Railroad Radio Communications

Railroad Radio Communications

 

a system of communications used on railroads in operational control over train traffic, in station operations, in repair of track and power systems, and so on. Railroad radio communications use regional (or local) radio stations and on USSR railroads were first used at the end of the 1940’s. A distinction is made between train radio communications and switching or station radio communications. Train radio communications enable the dispatcher or individual on duty at the station to hold conversations with the locomotive engineer and also enable locomotive engineers to talk with each other. In station or switching radio communications, the switching dispatcher (the individual on duty at the station, the foreman of the switching work) can talk with engineers on switching locomotives; the personnel in the technical office can obtain information from car checkers; and personnel at technical inspection points can contact car inspectors. Train radio communications operate in the hectometer wave band in a simplex model on a single operating frequency of 2130 kilohertz. The locomotive transceiver is mounted in the locomotive cab, and stationary sets are mounted in the office of the person on duty at the station.

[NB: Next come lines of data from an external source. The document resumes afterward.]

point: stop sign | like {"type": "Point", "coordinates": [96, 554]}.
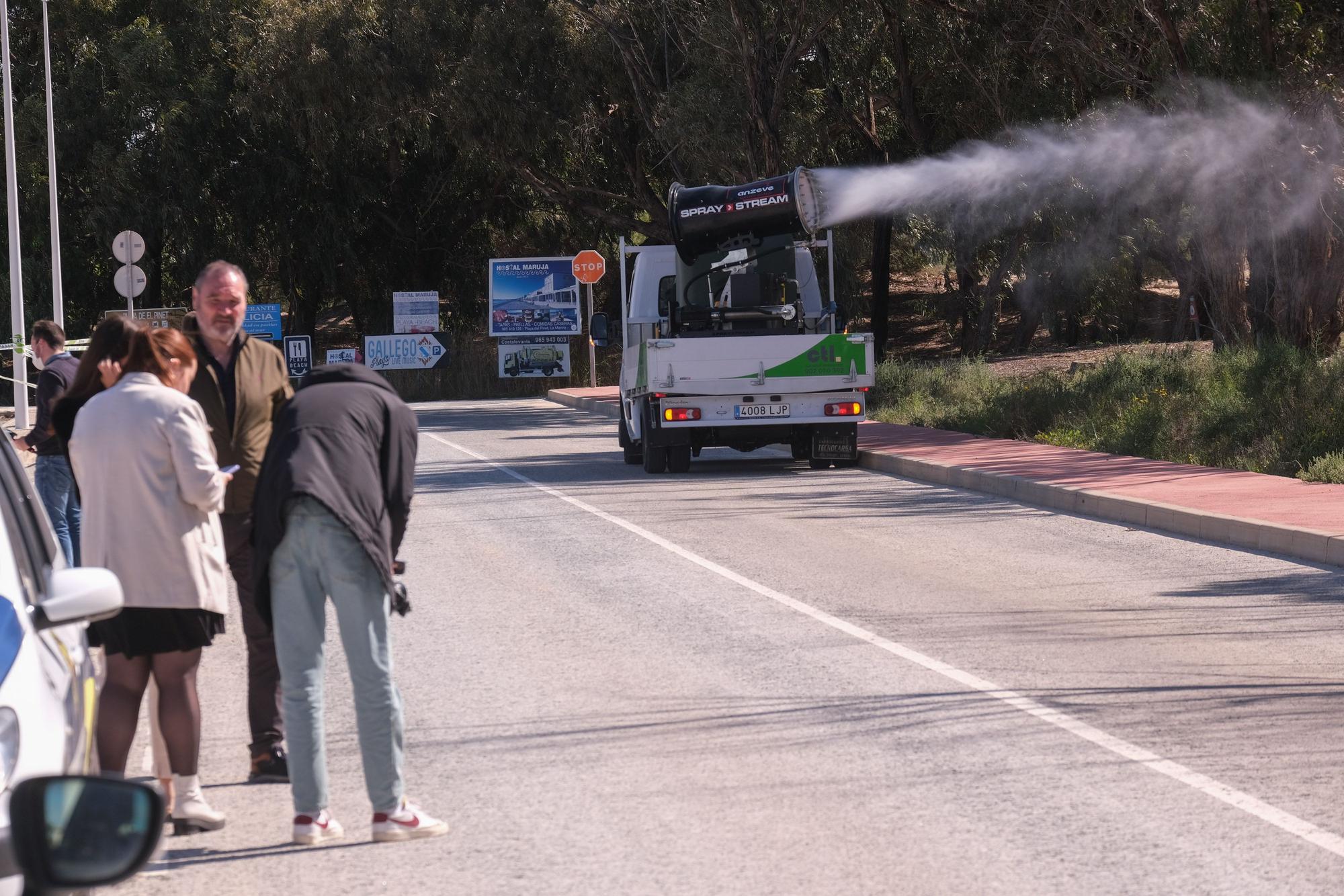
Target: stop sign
{"type": "Point", "coordinates": [589, 267]}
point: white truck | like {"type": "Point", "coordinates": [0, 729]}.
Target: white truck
{"type": "Point", "coordinates": [726, 337]}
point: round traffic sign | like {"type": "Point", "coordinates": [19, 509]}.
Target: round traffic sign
{"type": "Point", "coordinates": [589, 267]}
{"type": "Point", "coordinates": [128, 248]}
{"type": "Point", "coordinates": [130, 281]}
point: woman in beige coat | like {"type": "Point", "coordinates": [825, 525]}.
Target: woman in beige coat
{"type": "Point", "coordinates": [153, 495]}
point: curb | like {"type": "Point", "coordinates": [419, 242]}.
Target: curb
{"type": "Point", "coordinates": [1217, 529]}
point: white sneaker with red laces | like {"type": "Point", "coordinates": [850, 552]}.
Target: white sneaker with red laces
{"type": "Point", "coordinates": [408, 823]}
{"type": "Point", "coordinates": [311, 831]}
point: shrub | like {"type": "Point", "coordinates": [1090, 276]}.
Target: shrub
{"type": "Point", "coordinates": [1271, 410]}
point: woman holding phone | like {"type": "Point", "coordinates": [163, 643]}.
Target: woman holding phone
{"type": "Point", "coordinates": [153, 492]}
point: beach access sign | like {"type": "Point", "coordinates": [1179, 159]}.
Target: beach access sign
{"type": "Point", "coordinates": [416, 312]}
{"type": "Point", "coordinates": [407, 351]}
{"type": "Point", "coordinates": [534, 298]}
{"type": "Point", "coordinates": [534, 357]}
{"type": "Point", "coordinates": [263, 322]}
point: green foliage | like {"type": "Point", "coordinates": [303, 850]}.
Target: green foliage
{"type": "Point", "coordinates": [1271, 410]}
{"type": "Point", "coordinates": [1329, 468]}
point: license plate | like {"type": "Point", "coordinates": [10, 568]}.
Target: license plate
{"type": "Point", "coordinates": [760, 412]}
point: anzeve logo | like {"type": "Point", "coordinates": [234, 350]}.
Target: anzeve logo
{"type": "Point", "coordinates": [768, 189]}
{"type": "Point", "coordinates": [825, 355]}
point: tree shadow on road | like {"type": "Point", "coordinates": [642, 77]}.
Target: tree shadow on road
{"type": "Point", "coordinates": [174, 859]}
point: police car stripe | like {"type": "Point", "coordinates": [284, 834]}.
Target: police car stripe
{"type": "Point", "coordinates": [11, 637]}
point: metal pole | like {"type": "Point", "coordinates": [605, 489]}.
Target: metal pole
{"type": "Point", "coordinates": [58, 304]}
{"type": "Point", "coordinates": [11, 182]}
{"type": "Point", "coordinates": [592, 351]}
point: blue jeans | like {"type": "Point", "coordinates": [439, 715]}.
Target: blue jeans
{"type": "Point", "coordinates": [56, 487]}
{"type": "Point", "coordinates": [319, 558]}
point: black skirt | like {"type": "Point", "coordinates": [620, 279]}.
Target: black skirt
{"type": "Point", "coordinates": [139, 632]}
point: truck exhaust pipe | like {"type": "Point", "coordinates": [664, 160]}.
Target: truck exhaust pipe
{"type": "Point", "coordinates": [716, 218]}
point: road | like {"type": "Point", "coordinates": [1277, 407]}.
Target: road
{"type": "Point", "coordinates": [761, 679]}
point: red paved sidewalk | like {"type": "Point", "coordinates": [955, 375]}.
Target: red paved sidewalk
{"type": "Point", "coordinates": [1244, 510]}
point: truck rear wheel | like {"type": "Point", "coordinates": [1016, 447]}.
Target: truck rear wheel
{"type": "Point", "coordinates": [655, 460]}
{"type": "Point", "coordinates": [655, 456]}
{"type": "Point", "coordinates": [630, 451]}
{"type": "Point", "coordinates": [679, 459]}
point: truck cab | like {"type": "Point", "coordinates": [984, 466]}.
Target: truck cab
{"type": "Point", "coordinates": [732, 342]}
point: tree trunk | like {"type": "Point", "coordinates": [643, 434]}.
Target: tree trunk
{"type": "Point", "coordinates": [1260, 292]}
{"type": "Point", "coordinates": [991, 299]}
{"type": "Point", "coordinates": [968, 289]}
{"type": "Point", "coordinates": [881, 285]}
{"type": "Point", "coordinates": [1265, 25]}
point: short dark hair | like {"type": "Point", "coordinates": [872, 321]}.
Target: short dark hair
{"type": "Point", "coordinates": [50, 332]}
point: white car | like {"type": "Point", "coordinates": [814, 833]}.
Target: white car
{"type": "Point", "coordinates": [48, 686]}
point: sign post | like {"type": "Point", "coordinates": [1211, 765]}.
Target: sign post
{"type": "Point", "coordinates": [11, 181]}
{"type": "Point", "coordinates": [589, 268]}
{"type": "Point", "coordinates": [299, 355]}
{"type": "Point", "coordinates": [130, 280]}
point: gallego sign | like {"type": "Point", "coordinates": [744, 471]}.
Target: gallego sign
{"type": "Point", "coordinates": [407, 351]}
{"type": "Point", "coordinates": [263, 322]}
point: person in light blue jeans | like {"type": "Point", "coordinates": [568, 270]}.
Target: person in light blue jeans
{"type": "Point", "coordinates": [321, 558]}
{"type": "Point", "coordinates": [56, 487]}
{"type": "Point", "coordinates": [54, 482]}
{"type": "Point", "coordinates": [331, 510]}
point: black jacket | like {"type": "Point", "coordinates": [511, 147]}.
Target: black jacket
{"type": "Point", "coordinates": [53, 382]}
{"type": "Point", "coordinates": [349, 441]}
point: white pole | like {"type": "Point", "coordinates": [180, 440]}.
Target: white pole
{"type": "Point", "coordinates": [592, 351]}
{"type": "Point", "coordinates": [58, 303]}
{"type": "Point", "coordinates": [11, 182]}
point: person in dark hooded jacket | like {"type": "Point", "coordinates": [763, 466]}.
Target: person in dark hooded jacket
{"type": "Point", "coordinates": [331, 508]}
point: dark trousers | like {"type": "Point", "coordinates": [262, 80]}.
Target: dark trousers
{"type": "Point", "coordinates": [263, 671]}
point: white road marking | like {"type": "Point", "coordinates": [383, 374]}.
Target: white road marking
{"type": "Point", "coordinates": [1259, 808]}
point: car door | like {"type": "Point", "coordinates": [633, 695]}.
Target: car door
{"type": "Point", "coordinates": [68, 671]}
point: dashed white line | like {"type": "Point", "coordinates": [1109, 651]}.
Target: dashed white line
{"type": "Point", "coordinates": [1259, 808]}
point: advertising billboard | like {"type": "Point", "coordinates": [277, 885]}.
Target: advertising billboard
{"type": "Point", "coordinates": [416, 312]}
{"type": "Point", "coordinates": [534, 357]}
{"type": "Point", "coordinates": [263, 322]}
{"type": "Point", "coordinates": [534, 298]}
{"type": "Point", "coordinates": [407, 351]}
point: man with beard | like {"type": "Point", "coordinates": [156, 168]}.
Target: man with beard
{"type": "Point", "coordinates": [243, 384]}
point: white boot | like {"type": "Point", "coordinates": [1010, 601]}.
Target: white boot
{"type": "Point", "coordinates": [192, 813]}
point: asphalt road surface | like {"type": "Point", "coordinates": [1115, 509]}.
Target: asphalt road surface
{"type": "Point", "coordinates": [761, 679]}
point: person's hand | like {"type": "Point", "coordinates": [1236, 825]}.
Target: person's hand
{"type": "Point", "coordinates": [110, 371]}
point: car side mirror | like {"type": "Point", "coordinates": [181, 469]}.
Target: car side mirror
{"type": "Point", "coordinates": [599, 327]}
{"type": "Point", "coordinates": [83, 594]}
{"type": "Point", "coordinates": [80, 832]}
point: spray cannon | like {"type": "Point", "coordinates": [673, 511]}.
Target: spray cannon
{"type": "Point", "coordinates": [718, 218]}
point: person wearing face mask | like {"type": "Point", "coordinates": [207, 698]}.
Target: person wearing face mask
{"type": "Point", "coordinates": [52, 478]}
{"type": "Point", "coordinates": [153, 494]}
{"type": "Point", "coordinates": [243, 384]}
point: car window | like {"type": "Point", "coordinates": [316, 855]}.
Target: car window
{"type": "Point", "coordinates": [30, 537]}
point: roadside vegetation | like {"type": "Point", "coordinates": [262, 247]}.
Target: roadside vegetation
{"type": "Point", "coordinates": [1276, 409]}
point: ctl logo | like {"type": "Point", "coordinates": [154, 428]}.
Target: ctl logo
{"type": "Point", "coordinates": [825, 355]}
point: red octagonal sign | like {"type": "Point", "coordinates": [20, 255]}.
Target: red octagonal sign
{"type": "Point", "coordinates": [589, 267]}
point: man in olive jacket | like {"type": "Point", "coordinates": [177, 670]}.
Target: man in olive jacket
{"type": "Point", "coordinates": [243, 384]}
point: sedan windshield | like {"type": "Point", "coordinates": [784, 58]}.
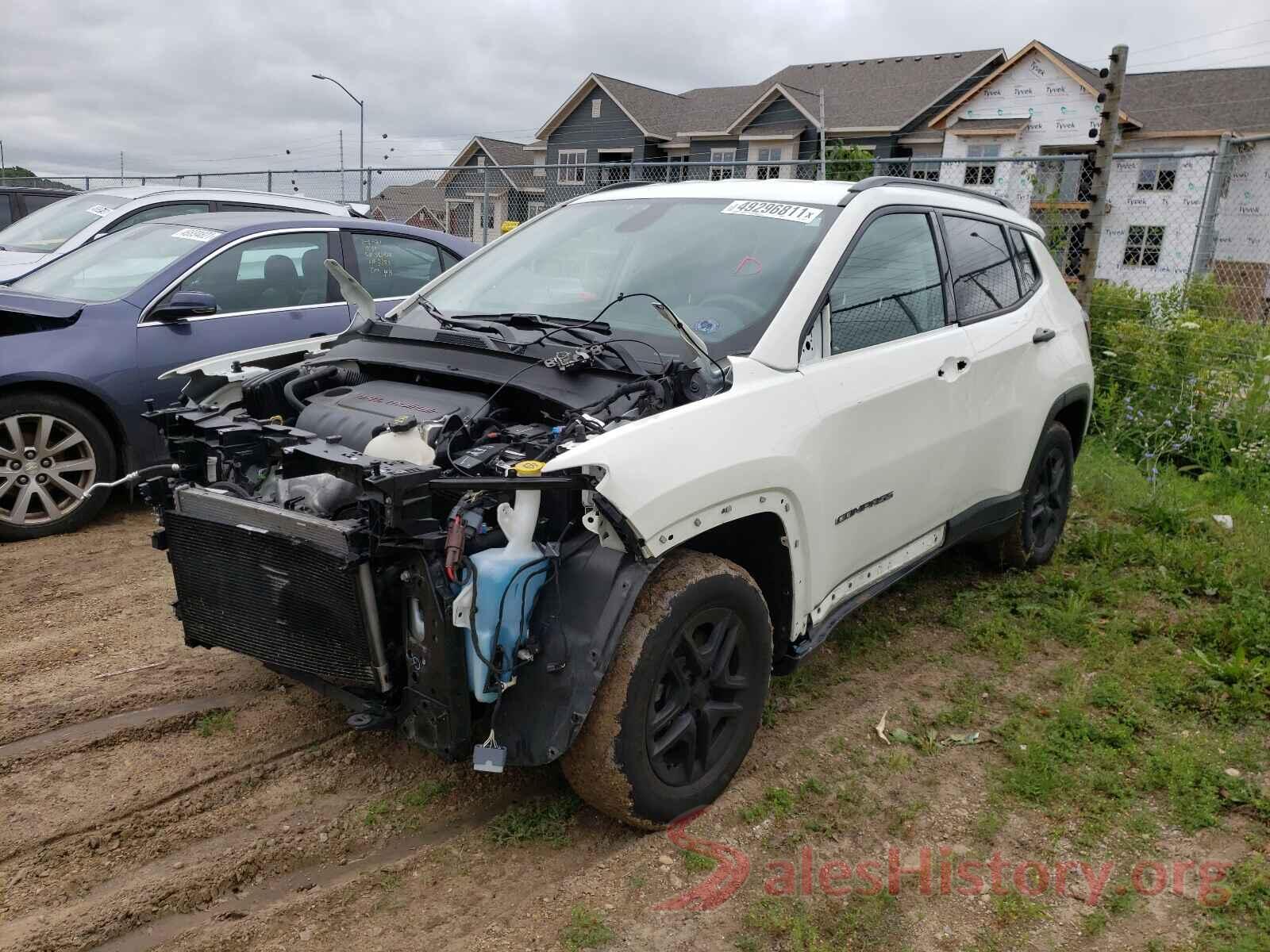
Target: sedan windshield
{"type": "Point", "coordinates": [724, 267]}
{"type": "Point", "coordinates": [48, 228]}
{"type": "Point", "coordinates": [116, 266]}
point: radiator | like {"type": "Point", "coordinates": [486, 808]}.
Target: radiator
{"type": "Point", "coordinates": [276, 585]}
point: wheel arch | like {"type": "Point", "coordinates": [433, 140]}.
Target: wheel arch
{"type": "Point", "coordinates": [90, 400]}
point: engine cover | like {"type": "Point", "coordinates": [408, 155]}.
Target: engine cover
{"type": "Point", "coordinates": [355, 413]}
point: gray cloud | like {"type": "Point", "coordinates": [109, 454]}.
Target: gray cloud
{"type": "Point", "coordinates": [184, 86]}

Station radio communications operate in the ultrashort-wave range at frequencies of 150 to 155 megahertz in simplex mode. Through a single stationary radio station the director of station operations maintains communications with several engineers of locomotives equipped with locomotive transceivers that can be contacted by an individual selector or group system. The individual on duty in the technical office contacts car checkers walking the length of trains. A stationary radio set is installed in the office premises, and the car checkers use portable sets. Railroad radio communications help increase traffic safety. All large stations have station radio communications, and about 60,000 km of the railroads in the USSR (1970) are equipped with train communications facilities.